Escribir puede ser una alternativa y un complemento a comunicar nuestras emociones de palabra, y una buena ayuda para conocerlas mejor. El profesor James W. Pennebaker, de la Universidad de Texas en Austin, y sus colegas han realizado varios estudios y confirmado los efectos positivos de la escritura expresiva en va­rias aspectos de la salud, mental y física, tanto a medio como a largo plazo.

¿Por qué tiene este poder terapéutico de la escritura? Porque al realizar esta actividad se hace uno más consciente de sus emociones y le resulta más fácil darles sentido. Es hacer que actúen de forma coordinada y que se complemente la actividad emocional y la cognitiva. Es juntar emoción y razonamiento. Es hacer pasar las propias emociones por el «desfiladero de la palabra», recordando las palabras de Lacan.

♦ No es una tarea para todos los días, ni para siempre, pues no es un diario. Tampoco le va a ocupar mucho tiempo cada día.

♦ Escriba durante quince o veinte minutos. Tres o cuatro días seguidos. Transcurridos estos tres o cuatro días, puede volver a realizarlo cuando le parezca conveniente.

♦ Cada día lea lo que escribió el día anterior.

¿Sobre qué escribir? Sobre las emociones sentidas con relación a las experiencias del día, personales y con otras personas; también sobre su estado de ánimo actual. ¿Cómo redactar? De la forma más concreta posible.

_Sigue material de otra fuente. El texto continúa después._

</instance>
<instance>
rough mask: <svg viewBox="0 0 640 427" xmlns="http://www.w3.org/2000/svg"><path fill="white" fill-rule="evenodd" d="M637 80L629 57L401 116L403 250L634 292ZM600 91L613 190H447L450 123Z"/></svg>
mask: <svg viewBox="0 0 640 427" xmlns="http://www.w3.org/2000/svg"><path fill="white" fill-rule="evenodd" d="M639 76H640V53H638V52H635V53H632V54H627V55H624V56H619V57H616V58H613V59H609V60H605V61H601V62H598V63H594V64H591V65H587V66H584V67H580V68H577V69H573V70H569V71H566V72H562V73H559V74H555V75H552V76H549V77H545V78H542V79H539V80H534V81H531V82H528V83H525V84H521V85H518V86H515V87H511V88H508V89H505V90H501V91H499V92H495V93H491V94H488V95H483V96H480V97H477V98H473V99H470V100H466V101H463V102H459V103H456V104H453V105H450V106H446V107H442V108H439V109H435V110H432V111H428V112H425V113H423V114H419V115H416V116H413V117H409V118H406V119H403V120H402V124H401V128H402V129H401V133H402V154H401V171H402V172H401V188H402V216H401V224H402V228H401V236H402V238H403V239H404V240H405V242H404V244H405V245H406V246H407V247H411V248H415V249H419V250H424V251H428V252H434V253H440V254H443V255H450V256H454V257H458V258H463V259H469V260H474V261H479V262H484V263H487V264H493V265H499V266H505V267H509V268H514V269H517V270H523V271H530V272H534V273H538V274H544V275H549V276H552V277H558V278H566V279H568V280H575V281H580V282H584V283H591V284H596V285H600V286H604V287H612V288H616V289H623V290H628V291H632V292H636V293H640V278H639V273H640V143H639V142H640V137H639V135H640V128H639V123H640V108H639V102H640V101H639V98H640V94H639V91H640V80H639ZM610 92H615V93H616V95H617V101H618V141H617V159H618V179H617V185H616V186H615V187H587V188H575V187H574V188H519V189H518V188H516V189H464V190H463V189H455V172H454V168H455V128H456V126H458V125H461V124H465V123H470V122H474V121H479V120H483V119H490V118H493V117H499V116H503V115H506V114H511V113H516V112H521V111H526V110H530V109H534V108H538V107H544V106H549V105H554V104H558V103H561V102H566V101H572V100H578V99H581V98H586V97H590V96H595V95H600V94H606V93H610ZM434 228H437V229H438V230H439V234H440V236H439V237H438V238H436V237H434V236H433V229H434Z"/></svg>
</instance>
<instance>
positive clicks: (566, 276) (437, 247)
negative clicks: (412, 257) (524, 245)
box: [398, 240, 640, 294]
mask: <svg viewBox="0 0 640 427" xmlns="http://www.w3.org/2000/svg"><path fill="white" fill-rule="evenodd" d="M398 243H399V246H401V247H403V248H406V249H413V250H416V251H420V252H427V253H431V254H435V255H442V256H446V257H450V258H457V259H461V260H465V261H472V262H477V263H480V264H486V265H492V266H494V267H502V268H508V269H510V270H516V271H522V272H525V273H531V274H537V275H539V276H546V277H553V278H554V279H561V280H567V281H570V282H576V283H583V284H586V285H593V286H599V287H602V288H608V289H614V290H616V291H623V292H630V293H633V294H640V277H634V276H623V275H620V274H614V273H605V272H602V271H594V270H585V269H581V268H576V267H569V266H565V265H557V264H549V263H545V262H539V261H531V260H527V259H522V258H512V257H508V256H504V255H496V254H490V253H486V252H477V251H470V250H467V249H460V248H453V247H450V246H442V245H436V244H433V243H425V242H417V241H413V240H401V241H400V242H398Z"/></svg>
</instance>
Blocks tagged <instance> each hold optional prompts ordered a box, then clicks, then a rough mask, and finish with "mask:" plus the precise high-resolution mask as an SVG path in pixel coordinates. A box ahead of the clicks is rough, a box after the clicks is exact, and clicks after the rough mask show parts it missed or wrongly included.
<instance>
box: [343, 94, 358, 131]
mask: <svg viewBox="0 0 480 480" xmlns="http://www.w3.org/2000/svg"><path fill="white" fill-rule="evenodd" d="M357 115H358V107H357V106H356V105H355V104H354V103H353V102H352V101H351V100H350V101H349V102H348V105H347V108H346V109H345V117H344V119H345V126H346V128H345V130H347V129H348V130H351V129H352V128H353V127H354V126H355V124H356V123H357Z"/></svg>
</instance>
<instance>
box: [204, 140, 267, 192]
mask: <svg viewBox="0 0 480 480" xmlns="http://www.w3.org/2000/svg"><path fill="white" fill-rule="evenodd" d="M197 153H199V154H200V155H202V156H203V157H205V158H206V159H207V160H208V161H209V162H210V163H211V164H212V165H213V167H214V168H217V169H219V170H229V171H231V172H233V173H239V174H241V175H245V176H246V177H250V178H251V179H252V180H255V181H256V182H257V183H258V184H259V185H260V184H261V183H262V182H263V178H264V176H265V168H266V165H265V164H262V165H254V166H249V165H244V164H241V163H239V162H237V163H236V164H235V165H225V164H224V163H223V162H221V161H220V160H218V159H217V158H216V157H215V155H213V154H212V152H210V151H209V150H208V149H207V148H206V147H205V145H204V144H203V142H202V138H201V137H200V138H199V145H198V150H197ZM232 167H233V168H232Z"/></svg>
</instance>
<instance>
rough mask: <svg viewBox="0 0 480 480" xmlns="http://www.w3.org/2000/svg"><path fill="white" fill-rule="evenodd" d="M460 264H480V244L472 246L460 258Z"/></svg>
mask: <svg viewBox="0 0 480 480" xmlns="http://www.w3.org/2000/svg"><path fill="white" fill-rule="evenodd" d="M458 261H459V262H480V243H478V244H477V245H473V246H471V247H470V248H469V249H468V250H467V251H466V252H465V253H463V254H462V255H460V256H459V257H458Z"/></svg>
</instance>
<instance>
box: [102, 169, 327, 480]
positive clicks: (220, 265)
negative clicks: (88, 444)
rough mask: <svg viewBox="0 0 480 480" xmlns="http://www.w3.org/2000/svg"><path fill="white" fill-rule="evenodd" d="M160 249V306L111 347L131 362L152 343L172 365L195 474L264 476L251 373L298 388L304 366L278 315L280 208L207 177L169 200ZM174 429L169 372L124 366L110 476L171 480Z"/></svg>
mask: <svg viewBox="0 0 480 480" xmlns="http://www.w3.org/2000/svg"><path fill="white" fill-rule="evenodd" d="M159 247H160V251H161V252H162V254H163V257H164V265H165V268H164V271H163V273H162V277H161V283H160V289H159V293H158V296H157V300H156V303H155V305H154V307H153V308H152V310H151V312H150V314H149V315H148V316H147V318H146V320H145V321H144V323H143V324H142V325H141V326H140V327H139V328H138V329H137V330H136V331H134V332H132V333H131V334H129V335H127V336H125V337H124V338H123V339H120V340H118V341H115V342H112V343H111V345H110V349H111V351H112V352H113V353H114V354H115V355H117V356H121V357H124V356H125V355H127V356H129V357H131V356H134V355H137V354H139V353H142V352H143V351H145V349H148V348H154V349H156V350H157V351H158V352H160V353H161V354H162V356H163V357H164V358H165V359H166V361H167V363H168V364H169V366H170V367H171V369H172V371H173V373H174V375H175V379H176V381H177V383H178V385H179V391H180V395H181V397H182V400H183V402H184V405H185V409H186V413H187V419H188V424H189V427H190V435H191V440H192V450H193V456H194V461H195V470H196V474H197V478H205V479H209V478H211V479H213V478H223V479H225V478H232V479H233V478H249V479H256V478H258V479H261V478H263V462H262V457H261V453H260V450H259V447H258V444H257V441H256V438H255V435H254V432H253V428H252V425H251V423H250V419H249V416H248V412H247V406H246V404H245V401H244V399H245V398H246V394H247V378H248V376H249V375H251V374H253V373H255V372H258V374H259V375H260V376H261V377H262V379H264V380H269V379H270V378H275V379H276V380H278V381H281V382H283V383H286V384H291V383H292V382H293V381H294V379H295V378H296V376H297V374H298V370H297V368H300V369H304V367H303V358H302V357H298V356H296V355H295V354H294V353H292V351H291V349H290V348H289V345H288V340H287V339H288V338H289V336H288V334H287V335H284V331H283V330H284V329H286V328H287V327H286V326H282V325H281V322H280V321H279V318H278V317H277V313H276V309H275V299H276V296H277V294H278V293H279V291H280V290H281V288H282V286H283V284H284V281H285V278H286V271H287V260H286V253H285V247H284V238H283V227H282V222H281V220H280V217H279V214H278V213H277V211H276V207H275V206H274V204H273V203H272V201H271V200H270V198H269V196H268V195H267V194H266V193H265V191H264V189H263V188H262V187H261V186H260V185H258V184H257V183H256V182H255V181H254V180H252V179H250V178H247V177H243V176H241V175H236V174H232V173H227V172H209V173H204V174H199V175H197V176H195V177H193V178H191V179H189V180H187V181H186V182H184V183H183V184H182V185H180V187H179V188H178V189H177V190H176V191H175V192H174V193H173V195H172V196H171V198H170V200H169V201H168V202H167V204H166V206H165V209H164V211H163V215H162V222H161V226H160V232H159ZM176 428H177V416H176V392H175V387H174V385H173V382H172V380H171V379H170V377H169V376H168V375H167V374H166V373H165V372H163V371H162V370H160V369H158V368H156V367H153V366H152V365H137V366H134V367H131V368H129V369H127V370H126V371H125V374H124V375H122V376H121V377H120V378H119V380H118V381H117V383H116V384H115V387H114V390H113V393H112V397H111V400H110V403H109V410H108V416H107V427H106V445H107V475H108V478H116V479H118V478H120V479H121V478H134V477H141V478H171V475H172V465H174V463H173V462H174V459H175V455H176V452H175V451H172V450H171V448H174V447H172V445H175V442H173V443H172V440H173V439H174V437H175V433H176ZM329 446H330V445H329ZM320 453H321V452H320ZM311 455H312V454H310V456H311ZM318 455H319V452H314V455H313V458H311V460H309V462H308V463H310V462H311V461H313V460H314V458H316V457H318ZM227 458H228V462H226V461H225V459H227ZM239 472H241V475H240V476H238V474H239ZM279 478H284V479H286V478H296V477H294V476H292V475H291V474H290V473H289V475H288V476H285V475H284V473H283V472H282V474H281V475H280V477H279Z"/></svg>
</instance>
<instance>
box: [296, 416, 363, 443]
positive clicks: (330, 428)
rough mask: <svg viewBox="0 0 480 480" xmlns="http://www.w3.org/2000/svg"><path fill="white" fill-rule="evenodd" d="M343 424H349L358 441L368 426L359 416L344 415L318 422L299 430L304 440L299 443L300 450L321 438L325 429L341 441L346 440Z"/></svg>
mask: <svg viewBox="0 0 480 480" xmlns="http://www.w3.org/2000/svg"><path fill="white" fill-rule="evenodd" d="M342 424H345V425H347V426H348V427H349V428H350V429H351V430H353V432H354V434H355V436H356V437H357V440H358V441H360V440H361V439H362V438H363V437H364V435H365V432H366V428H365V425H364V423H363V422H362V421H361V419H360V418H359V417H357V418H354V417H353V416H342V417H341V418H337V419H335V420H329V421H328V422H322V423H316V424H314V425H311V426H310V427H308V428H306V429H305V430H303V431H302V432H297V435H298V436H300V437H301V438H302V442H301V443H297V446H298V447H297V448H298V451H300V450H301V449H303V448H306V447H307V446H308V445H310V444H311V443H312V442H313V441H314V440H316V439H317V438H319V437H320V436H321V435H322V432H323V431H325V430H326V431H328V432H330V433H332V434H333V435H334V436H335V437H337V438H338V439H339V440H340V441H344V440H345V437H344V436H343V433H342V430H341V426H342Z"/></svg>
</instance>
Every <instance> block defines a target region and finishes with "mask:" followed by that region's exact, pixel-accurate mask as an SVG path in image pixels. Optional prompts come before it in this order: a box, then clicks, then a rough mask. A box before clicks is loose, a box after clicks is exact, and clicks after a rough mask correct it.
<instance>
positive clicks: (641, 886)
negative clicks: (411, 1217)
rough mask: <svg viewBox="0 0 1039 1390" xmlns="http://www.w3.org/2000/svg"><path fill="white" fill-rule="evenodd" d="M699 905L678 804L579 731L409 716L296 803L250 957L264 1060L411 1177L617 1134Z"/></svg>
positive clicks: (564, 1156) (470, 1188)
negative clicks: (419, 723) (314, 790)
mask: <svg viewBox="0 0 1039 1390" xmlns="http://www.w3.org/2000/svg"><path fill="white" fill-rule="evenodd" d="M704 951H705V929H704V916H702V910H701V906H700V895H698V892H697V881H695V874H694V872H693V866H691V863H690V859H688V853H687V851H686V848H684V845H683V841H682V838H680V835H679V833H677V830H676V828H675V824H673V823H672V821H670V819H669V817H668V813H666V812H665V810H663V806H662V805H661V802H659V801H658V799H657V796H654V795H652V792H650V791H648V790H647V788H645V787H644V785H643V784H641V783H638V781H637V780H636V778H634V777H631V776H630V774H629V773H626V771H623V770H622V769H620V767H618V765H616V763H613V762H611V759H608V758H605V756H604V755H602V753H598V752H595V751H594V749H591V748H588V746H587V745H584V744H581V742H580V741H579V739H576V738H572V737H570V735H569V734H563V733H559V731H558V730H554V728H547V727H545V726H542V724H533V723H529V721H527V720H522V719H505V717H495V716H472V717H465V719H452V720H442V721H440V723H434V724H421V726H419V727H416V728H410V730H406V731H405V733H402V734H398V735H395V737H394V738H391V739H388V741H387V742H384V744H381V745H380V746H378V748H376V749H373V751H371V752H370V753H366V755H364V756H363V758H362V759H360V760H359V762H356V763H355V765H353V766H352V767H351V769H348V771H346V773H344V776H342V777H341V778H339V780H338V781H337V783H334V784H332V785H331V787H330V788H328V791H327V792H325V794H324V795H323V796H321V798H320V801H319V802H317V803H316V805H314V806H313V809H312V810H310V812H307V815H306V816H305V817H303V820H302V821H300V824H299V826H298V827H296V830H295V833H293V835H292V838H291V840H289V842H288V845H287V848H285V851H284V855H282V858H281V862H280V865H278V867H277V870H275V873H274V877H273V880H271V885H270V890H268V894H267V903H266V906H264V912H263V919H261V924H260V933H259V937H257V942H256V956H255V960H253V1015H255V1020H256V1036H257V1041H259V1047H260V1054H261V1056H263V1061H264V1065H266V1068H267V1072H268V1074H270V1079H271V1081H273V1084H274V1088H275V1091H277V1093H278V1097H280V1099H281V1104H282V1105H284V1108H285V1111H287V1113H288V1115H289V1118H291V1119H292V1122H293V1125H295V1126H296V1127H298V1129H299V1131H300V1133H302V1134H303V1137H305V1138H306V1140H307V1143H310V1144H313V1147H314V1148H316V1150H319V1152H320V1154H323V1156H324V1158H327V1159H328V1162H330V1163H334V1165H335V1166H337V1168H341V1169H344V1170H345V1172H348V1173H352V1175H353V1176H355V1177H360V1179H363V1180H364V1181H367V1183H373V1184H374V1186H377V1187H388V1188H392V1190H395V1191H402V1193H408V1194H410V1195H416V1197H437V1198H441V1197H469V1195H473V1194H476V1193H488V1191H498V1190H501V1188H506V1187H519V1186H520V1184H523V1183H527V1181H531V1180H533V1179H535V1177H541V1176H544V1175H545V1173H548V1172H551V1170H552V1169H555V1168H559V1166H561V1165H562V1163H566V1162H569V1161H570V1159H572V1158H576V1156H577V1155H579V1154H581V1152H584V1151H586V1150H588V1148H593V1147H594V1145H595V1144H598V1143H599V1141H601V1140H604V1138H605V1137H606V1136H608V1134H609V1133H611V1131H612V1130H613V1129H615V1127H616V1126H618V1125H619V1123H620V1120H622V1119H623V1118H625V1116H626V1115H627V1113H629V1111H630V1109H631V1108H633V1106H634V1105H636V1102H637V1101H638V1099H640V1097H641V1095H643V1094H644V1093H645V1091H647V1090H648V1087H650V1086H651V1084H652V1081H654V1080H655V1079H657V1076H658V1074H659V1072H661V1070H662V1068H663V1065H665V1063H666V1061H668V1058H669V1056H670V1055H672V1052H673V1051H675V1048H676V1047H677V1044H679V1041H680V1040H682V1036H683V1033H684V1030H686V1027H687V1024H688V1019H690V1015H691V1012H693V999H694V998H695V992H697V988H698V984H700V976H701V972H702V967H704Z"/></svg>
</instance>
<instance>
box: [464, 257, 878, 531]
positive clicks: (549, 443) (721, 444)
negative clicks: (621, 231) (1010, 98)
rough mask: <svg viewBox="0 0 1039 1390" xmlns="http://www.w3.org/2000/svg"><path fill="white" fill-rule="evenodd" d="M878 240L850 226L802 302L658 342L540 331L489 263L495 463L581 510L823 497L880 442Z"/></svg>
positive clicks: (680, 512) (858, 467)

Sin pensarlo demasiado, con espontaneidad, sin preocuparse si un día repite algo de lo que escribió el día anterior, pero tratando de no repetir siempre lo mismo. No se preocupe tampoco del estilo literario ni de la ortografía, pues no es un trabajo académico ni un ensayo literario. ¿Quién lo va a leer? Solo usted lo leerá, por eso, es mejor que escriba en privado, a ser posible sin espectadores. No hace falta que lo archive: lo puede destruir después de tres o cuatro días.

Mi mejor futuro posible

La profesora Laura King, de la Universidad de Misuri Columbia, sugiere este otro procedimiento, que utiliza también en la escritura. En un estudio que realizó hace unos años, comprobó que los que realizaron esta sencilla actividad experimentaban una mejora significativa de su estado de ánimo, se sentían más felices y disminuían sus quejas relativas a la salud. Esta mejora se mantenía durante las semanas posteriores de seguimiento y era mayor en los participantes que encontraban la tarea interesante y con sentido. Sin embargo, estos cambios positivos no se observaron en otro grupo, de características equivalentes, a los que se les pidió que escribieran sobre otros temas diferentes.

¿Qué es lo que hay que hacer? La tarea consiste en escribir durante veinte minutos un relato sobre mi mejor posible futuro. O sea, imaginar un futuro en el que se han cumplido mis mejores deseos, en el que mis sueños e ilusiones se han hecho realidad. Es dejar que sea la imaginación la que me dicte lo que tengo que escribir.

¿Cómo se explican estos cambios positivos? El escribir obliga a analizar, sistematizar y estructurar, lo que no se consigue si solo se deja actuar a la fantasía. Por otra parte, esta actividad ayuda comprender mejor las propias emociones y los estados de ánimo, a la vez que obliga a que los sueños y fantasías pasen por un control de selección y se confronten con la realidad.

Escribir una carta

Otra posibilidad, también basada en la escritura, es escribir una carta. Normalmente es una carta que no se envía ni comunica a nadie, sino solo a uno mismo. Puede tener diferentes contenidos y destinatarios. Aquí propondré un par de ejemplos y dejo para otras entradas algunos más.

Carta para cuando se encuentre bajo de ánimo. Escrita por usted mismo, pero cuando se encuentra en buen estado de ánimo.

Carta con orientaciones para uno mismo. Una carta en la que, como si fuera un experto, le ofrece al destinatario –se da a us­ted mismo– pautas para superar el problema que le preocupa y se propone orientaciones para aquello en lo que quiere cam­biar o mejorar.